You can use the same technique with other numbers, too. A state budget that allocates $3.4 million for one school district’s enrollment can be broken down to show how much the state is spending on each student: $136 in a district with 25,000 students, or $226 in a district with 15,000.

Breaking large numbers into more digestible bits can also help evaluate how reliable a statistic might be. For example, an article that says “Grand Canyon National Park gets five million visits a year” creates the image of a vague crowd.

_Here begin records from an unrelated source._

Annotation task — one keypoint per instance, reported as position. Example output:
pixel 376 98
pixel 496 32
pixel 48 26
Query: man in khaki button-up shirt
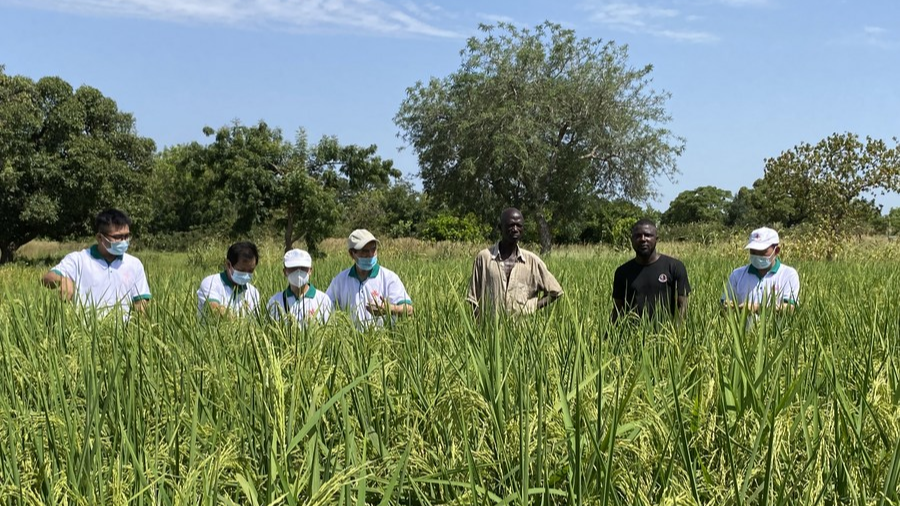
pixel 508 277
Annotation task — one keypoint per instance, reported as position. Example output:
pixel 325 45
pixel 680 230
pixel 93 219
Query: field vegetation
pixel 560 408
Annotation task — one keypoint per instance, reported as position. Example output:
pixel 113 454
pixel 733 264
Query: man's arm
pixel 66 285
pixel 549 285
pixel 682 301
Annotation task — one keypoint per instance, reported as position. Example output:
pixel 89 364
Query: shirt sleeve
pixel 68 267
pixel 790 293
pixel 141 289
pixel 549 284
pixel 396 292
pixel 325 309
pixel 476 283
pixel 209 292
pixel 274 307
pixel 730 292
pixel 682 284
pixel 331 292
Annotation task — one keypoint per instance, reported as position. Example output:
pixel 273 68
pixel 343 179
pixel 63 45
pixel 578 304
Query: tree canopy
pixel 64 156
pixel 538 119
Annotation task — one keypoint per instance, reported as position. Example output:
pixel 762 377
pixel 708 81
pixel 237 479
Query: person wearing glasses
pixel 368 290
pixel 103 276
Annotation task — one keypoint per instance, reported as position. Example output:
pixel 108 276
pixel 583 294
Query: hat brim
pixel 760 245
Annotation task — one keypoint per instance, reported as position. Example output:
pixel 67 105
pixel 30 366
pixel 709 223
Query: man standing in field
pixel 368 290
pixel 103 276
pixel 230 292
pixel 506 277
pixel 300 302
pixel 651 284
pixel 765 281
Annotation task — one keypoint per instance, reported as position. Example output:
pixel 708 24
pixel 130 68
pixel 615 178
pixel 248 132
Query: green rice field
pixel 559 408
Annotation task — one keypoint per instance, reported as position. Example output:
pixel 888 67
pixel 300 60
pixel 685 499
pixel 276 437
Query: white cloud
pixel 650 19
pixel 372 16
pixel 499 18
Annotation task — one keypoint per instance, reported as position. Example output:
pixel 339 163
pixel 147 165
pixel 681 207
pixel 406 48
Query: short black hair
pixel 641 222
pixel 244 250
pixel 111 218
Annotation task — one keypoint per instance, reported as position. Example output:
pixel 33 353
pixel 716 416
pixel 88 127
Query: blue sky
pixel 748 78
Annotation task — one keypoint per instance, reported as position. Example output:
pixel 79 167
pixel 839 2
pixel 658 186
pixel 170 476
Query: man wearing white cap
pixel 368 290
pixel 766 280
pixel 300 300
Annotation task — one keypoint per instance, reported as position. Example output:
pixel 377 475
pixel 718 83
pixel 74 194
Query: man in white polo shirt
pixel 368 290
pixel 230 292
pixel 300 301
pixel 103 276
pixel 765 280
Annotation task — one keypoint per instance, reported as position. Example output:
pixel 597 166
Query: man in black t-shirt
pixel 651 284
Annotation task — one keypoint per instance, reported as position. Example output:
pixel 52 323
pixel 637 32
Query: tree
pixel 540 120
pixel 64 156
pixel 706 204
pixel 832 185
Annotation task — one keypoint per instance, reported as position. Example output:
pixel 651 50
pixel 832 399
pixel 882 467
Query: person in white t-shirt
pixel 367 289
pixel 765 280
pixel 230 292
pixel 300 302
pixel 103 276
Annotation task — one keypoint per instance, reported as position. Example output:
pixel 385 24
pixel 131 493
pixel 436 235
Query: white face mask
pixel 298 278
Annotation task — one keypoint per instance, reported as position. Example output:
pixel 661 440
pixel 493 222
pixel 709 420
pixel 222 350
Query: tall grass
pixel 560 408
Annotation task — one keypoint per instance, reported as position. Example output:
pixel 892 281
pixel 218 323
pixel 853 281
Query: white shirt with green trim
pixel 313 305
pixel 349 293
pixel 241 300
pixel 103 284
pixel 781 283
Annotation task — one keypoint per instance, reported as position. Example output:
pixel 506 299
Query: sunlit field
pixel 558 408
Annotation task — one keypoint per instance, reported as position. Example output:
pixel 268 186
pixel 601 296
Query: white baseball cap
pixel 762 238
pixel 359 238
pixel 297 258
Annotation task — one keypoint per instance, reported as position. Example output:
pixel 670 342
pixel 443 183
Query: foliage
pixel 64 156
pixel 706 204
pixel 448 227
pixel 797 408
pixel 830 185
pixel 540 120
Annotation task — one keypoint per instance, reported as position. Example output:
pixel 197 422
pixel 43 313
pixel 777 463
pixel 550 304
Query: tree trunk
pixel 544 231
pixel 7 251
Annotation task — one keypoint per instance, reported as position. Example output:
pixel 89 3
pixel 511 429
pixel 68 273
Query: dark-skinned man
pixel 506 277
pixel 650 285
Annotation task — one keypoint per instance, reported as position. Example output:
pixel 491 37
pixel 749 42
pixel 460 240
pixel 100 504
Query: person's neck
pixel 507 248
pixel 647 260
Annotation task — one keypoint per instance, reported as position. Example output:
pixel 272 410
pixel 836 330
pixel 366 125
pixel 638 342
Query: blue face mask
pixel 241 278
pixel 117 248
pixel 367 264
pixel 760 261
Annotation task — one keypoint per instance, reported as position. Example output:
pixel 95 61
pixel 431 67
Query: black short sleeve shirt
pixel 644 287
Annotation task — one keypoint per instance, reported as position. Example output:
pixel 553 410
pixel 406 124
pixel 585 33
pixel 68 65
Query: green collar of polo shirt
pixel 773 270
pixel 95 252
pixel 372 273
pixel 231 284
pixel 310 293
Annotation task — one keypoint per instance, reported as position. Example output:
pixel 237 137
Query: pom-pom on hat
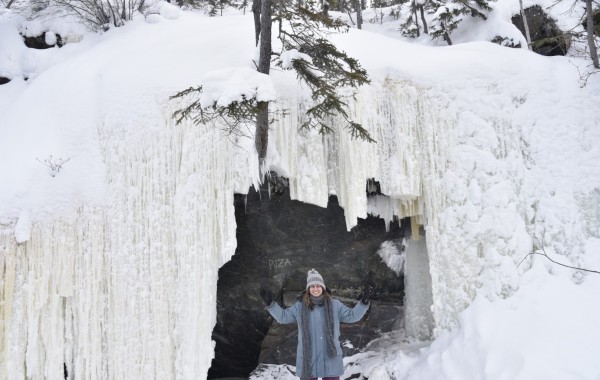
pixel 314 278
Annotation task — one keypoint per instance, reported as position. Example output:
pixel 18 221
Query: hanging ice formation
pixel 128 291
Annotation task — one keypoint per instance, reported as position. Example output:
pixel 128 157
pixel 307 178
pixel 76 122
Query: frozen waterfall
pixel 128 290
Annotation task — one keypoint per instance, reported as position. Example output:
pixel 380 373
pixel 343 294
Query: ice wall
pixel 418 319
pixel 127 290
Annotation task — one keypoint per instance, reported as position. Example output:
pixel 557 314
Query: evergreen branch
pixel 543 253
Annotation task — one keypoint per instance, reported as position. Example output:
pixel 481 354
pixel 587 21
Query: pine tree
pixel 303 29
pixel 448 14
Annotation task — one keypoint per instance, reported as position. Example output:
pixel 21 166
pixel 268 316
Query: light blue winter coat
pixel 322 365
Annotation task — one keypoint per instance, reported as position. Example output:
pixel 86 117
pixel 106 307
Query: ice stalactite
pixel 127 289
pixel 418 318
pixel 337 164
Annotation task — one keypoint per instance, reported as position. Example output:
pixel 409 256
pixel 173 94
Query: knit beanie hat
pixel 314 278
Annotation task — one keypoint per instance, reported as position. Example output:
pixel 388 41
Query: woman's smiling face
pixel 316 290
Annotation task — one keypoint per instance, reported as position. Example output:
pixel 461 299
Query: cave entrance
pixel 279 240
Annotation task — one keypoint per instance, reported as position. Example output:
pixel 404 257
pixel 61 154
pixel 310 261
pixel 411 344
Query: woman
pixel 318 316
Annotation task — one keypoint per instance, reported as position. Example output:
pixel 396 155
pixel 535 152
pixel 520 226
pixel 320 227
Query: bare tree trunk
pixel 525 25
pixel 590 31
pixel 422 10
pixel 415 6
pixel 261 138
pixel 256 4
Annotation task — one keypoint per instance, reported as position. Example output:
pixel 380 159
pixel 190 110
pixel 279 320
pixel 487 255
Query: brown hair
pixel 308 302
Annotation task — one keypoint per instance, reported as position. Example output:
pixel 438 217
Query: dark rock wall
pixel 279 240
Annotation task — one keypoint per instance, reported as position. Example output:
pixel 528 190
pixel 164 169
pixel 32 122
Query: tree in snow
pixel 410 27
pixel 591 36
pixel 305 48
pixel 448 14
pixel 439 18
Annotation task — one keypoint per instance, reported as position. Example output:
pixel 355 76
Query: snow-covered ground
pixel 493 149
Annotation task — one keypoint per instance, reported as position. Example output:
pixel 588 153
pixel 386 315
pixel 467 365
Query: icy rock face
pixel 128 290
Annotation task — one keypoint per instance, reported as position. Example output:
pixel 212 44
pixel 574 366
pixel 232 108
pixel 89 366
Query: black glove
pixel 267 296
pixel 365 295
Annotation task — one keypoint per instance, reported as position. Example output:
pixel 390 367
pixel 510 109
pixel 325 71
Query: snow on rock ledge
pixel 128 290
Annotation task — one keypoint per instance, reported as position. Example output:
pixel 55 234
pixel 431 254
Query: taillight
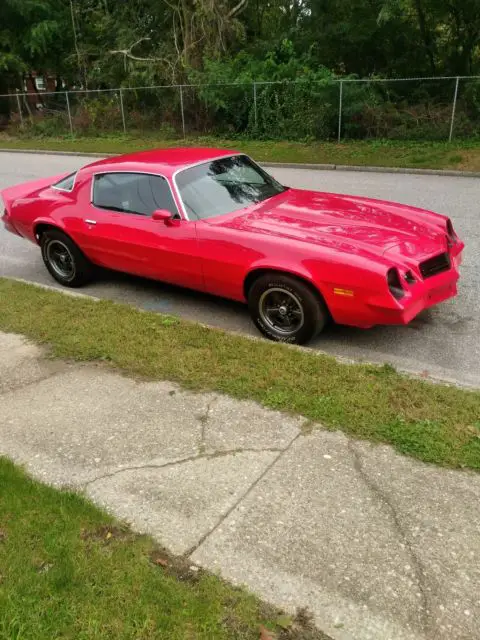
pixel 394 284
pixel 451 236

If you divide that big number by the number of days in a year, you could say that “on an average day, Grand Canyon National Park gets about 14,000 visits.” (Note that “visits” is not the same as “visitors,” since some “visitors” “visit” more than once.) That still sounds like a lot, but someone who has been to the Grand Canyon can relate it to the crowds she saw during her own visit.

But if the article also said that “on a busy summer Sunday, 65,000 people are in Grand Canyon National Park,” some alarm bells might go off: Is attendance on a Sunday really that much more than on an “average” day, even taking into account that the park is pretty much deserted in the winter? (If the total visits figure is divided by only half the year, the daily average is still only about 27,000.) That simple arithmetic can spot a factual error, though you’d still have to find out which number was incorrect: the overall attendance or the Sunday attendance.

Just don’t go overboard with your comparisons. In his entertaining seminar “Afraid of Math? Take a Number,” Richard Holden, the executive director of the Dow Jones News Fund, uses this (outdated) example of what not to do:

The value of Bill Gates’s stock, based on Wednesday’s closing price of $162.625 a share, reached an incredible $81.4 billion. To put that in perspective: That’s 209,357,326 14-ounce tins of Beluga caviar, or 513 Boeing 747s, or nearly the gross domestic product of Israel. In other words, it’s a lot more money than most people can fathom.

As a way to show how meaningless that amount is, most of the examples are meaningless: Few readers can “see” 209 million tins of caviar or 513 large jets. But comparing one man’s wealth to the GDP of a recognizable country can be very effective.

Microsoft stock, by the way, is down to about $34 a share. How rich (or poor) does that make Gates now? You do the math.